Objectives Long-term effects of gastric bypass (GBP) surgery have been presented in observational and randomised studies, but there are only limited data for persons with obesity and type 2 diabetes mellitus (T2DM) regarding postoperative complications.
Design This is a nationwide observational study based on two quality registers in Sweden (National Diabetes Register, NDR and Scandinavian Obesity Surgery Register, SOReg) and other national databases.
Setting After merging the data, we matched individuals with T2DM who had undergone GBP with those not surgically treated for obesity on propensity score, based on sex, age, body mass index (BMI) and calendar time.
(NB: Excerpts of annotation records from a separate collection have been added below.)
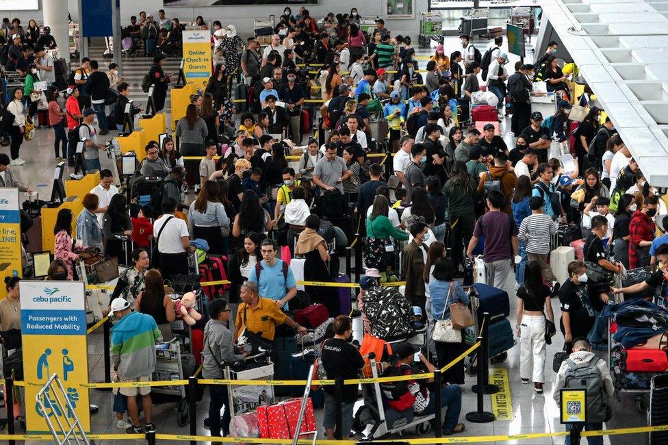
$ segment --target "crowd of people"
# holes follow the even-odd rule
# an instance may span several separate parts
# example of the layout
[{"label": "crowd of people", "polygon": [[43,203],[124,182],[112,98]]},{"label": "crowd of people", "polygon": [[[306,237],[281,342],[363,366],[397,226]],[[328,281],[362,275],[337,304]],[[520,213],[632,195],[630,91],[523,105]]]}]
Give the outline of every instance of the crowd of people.
[{"label": "crowd of people", "polygon": [[[303,7],[296,15],[286,8],[263,51],[257,38],[244,42],[233,25],[224,28],[214,21],[216,66],[205,90],[190,98],[173,138],[140,149],[146,158],[134,179],[164,179],[144,205],[135,202],[138,196],[131,192],[127,194],[129,202],[112,183],[112,172],[100,164],[105,146],[97,136],[114,129],[107,119],[110,91],[119,131],[123,126],[118,118],[126,112],[130,87],[118,77],[118,66],[111,64],[104,73],[97,60],[84,58],[68,79],[66,107],[61,110],[58,88],[49,77],[53,60],[46,49],[55,42],[48,38],[48,27],[40,35],[34,21],[25,31],[20,21],[11,27],[3,23],[2,29],[12,37],[5,68],[25,76],[25,86],[9,94],[6,109],[14,116],[5,135],[11,140],[11,159],[0,154],[0,183],[21,186],[12,167],[24,163],[19,149],[37,112],[34,97],[42,92],[32,86],[46,80],[56,158],[74,165],[73,141],[84,141],[86,170],[99,170],[100,178],[82,197],[80,214],[59,212],[53,229],[55,259],[47,279],[76,279],[75,263],[86,248],[116,257],[128,266],[105,311],[118,320],[112,330],[111,353],[121,381],[150,379],[155,351],[133,345],[171,338],[175,311],[164,281],[188,274],[188,257],[205,245],[208,255],[227,257],[231,281],[226,298],[209,303],[205,379],[222,378],[220,364],[248,354],[235,348],[245,331],[268,342],[280,325],[305,333],[290,316],[290,301],[298,292],[290,258],[306,259],[305,280],[331,281],[339,273],[341,251],[335,246],[348,245],[356,233],[366,270],[359,283],[361,294],[380,298],[384,292],[399,292],[384,283],[401,276],[406,281],[401,298],[414,307],[418,318],[424,314],[431,330],[435,320],[450,318],[450,305],[470,303],[459,279],[466,279],[474,264],[484,268],[485,282],[500,289],[509,287],[506,281],[514,268],[519,379],[532,383],[537,393],[543,392],[546,381],[545,341],[556,332],[556,316],[565,350],[573,353],[576,363],[588,362],[592,347],[606,342],[600,313],[613,292],[628,291],[611,287],[610,277],[623,268],[651,266],[656,272],[646,286],[639,285],[641,289],[634,292],[653,289],[668,277],[668,236],[654,236],[656,229],[668,231],[666,205],[609,118],[602,118],[604,110],[589,106],[591,91],[586,88],[571,100],[574,92],[554,56],[557,43],[550,42],[535,64],[517,62],[509,74],[502,38],[481,51],[462,36],[461,47],[452,49],[449,57],[443,44],[436,47],[423,77],[409,37],[394,36],[380,18],[374,29],[362,31],[359,17],[353,8],[350,14],[317,21]],[[172,81],[162,66],[172,53],[168,50],[180,47],[183,27],[177,18],[167,19],[162,10],[157,21],[142,12],[131,23],[124,32],[133,47],[143,48],[153,58],[149,81],[160,112]],[[208,29],[202,17],[193,25]],[[478,60],[480,52],[485,55]],[[305,72],[299,66],[303,63],[318,66],[318,73]],[[498,134],[498,123],[487,123],[482,133],[470,125],[472,111],[482,103],[477,93],[483,77],[498,99],[499,122],[505,110],[512,114],[511,149],[508,138]],[[554,115],[531,110],[530,92],[535,81],[545,81],[548,91],[556,95]],[[248,97],[233,94],[233,84],[234,91],[247,91]],[[316,113],[305,101],[318,90],[323,101],[317,110],[322,118],[319,131],[327,134],[322,145],[309,138],[303,122],[303,112],[311,118]],[[233,97],[246,100],[248,110],[237,113],[242,107],[233,103]],[[589,113],[571,134],[569,113],[574,103],[588,107]],[[131,118],[138,111],[131,112]],[[550,155],[554,144],[569,147],[573,162]],[[383,150],[393,156],[389,177],[368,156]],[[286,157],[292,153],[300,156],[296,165]],[[198,165],[184,161],[184,156],[202,159]],[[186,193],[189,186],[198,190],[194,199]],[[328,222],[333,227],[323,230]],[[567,265],[567,279],[559,282],[551,253],[580,240],[580,259]],[[129,247],[131,241],[136,249]],[[12,296],[0,302],[2,331],[18,329],[15,314],[5,308],[18,305],[18,280],[10,279],[7,286]],[[322,348],[328,378],[357,377],[364,362],[349,341],[349,314],[341,313],[329,289],[307,286],[307,292],[334,318],[333,337]],[[551,303],[556,296],[558,314]],[[361,303],[359,309],[363,313]],[[422,355],[419,360],[431,371],[464,348],[463,340],[436,341],[433,363]],[[392,365],[396,375],[411,374],[414,354],[420,351],[407,343],[393,350],[398,361]],[[559,370],[555,396],[565,384],[568,366]],[[604,364],[596,366],[609,398],[609,372]],[[448,384],[441,388],[413,381],[405,387],[393,387],[393,397],[386,400],[387,418],[433,412],[434,392],[441,391],[444,433],[463,431],[458,419],[463,362],[451,367],[444,381]],[[224,435],[229,432],[229,411],[222,420],[220,412],[227,403],[227,388],[210,386],[209,390],[211,435]],[[121,389],[118,405],[114,402],[119,428],[155,431],[149,391]],[[142,396],[144,429],[138,394]],[[352,385],[345,387],[342,425],[336,424],[333,387],[326,387],[325,394],[324,427],[332,438],[337,428],[350,431],[357,391]],[[126,407],[130,423],[123,420]],[[592,419],[586,428],[600,429],[598,418]],[[598,443],[591,439],[590,444]]]}]

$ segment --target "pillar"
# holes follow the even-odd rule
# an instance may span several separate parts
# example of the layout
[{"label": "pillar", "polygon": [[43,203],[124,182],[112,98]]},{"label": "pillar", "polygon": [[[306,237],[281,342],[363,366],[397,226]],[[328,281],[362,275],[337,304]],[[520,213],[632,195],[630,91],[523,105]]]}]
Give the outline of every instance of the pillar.
[{"label": "pillar", "polygon": [[60,49],[61,57],[70,62],[70,38],[67,27],[67,0],[45,0],[42,2],[44,24],[51,29],[51,36]]}]

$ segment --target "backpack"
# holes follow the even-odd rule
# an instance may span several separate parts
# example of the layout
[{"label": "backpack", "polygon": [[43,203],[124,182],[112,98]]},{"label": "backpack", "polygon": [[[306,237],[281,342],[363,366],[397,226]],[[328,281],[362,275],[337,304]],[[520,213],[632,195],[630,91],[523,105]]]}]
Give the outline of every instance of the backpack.
[{"label": "backpack", "polygon": [[411,137],[413,138],[415,138],[415,135],[418,134],[418,130],[420,129],[418,120],[423,114],[426,114],[426,112],[424,110],[418,113],[411,114],[408,116],[408,118],[406,119],[406,131],[411,136]]},{"label": "backpack", "polygon": [[600,359],[593,357],[588,362],[579,365],[571,359],[566,359],[567,367],[563,387],[587,390],[587,422],[607,422],[612,414],[611,407],[608,405],[604,394],[601,371],[596,366]]}]

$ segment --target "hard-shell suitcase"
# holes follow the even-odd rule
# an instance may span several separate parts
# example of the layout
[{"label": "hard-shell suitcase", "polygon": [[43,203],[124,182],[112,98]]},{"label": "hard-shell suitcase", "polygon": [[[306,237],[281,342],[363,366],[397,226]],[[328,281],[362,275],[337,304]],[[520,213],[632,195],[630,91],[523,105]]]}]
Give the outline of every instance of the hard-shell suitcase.
[{"label": "hard-shell suitcase", "polygon": [[[339,273],[334,279],[337,283],[350,283],[350,277],[346,274]],[[341,315],[348,315],[352,310],[350,296],[350,288],[337,288],[336,295],[339,298],[339,312]]]},{"label": "hard-shell suitcase", "polygon": [[508,292],[505,290],[482,283],[476,283],[473,285],[473,287],[478,291],[478,308],[480,313],[489,312],[490,318],[502,314],[505,317],[510,314],[510,301],[508,298]]},{"label": "hard-shell suitcase", "polygon": [[471,112],[474,122],[498,122],[499,112],[495,107],[480,105],[474,107]]},{"label": "hard-shell suitcase", "polygon": [[568,279],[568,265],[575,261],[575,249],[570,246],[559,246],[550,253],[550,268],[561,283]]}]

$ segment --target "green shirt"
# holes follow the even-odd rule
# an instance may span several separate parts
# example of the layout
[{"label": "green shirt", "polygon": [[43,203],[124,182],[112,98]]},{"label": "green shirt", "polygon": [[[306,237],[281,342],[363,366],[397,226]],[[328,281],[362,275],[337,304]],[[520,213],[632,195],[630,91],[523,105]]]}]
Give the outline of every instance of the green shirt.
[{"label": "green shirt", "polygon": [[389,218],[383,215],[378,215],[373,220],[371,220],[370,216],[367,218],[366,236],[370,238],[381,240],[387,240],[389,238],[402,241],[408,240],[408,233],[393,226]]},{"label": "green shirt", "polygon": [[376,45],[376,51],[374,51],[376,57],[378,58],[378,66],[381,68],[387,68],[391,66],[392,56],[394,55],[394,46],[385,43],[378,43]]}]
The risks of postoperative outcomes (rehospitalisations) were assessed using Cox regression models.
Participants We identified 5321 patients with T2DM in the SOReg and 5321 matched controls in the NDR, aged 18–65 years, with BMI >27.5 kg/m² and followed for up to 9 years.
Primary and secondary outcome measures We assessed risks for all-cause mortality and hospitalisations for cardiovascular disease, severe kidney disease, along with surgical and other medical conditions.
Results The results agree with the previously suggested lower risks of all-cause mortality (49%) and cardiovascular disease (34%), and we also found positive effects for severe kidney disease but significantly increased risks (twofold to ninefold) of several short-term complications after GBP, such as abdominal pain and gastrointestinal conditions, frequently requiring surgical procedures, apart from reconstructive plastic surgery. Long-term, the risk of anaemia was 92% higher, malnutrition developed approximately three times as often, psychiatric diagnoses were 33% more frequent and alcohol abuse was three times as great as in the control group.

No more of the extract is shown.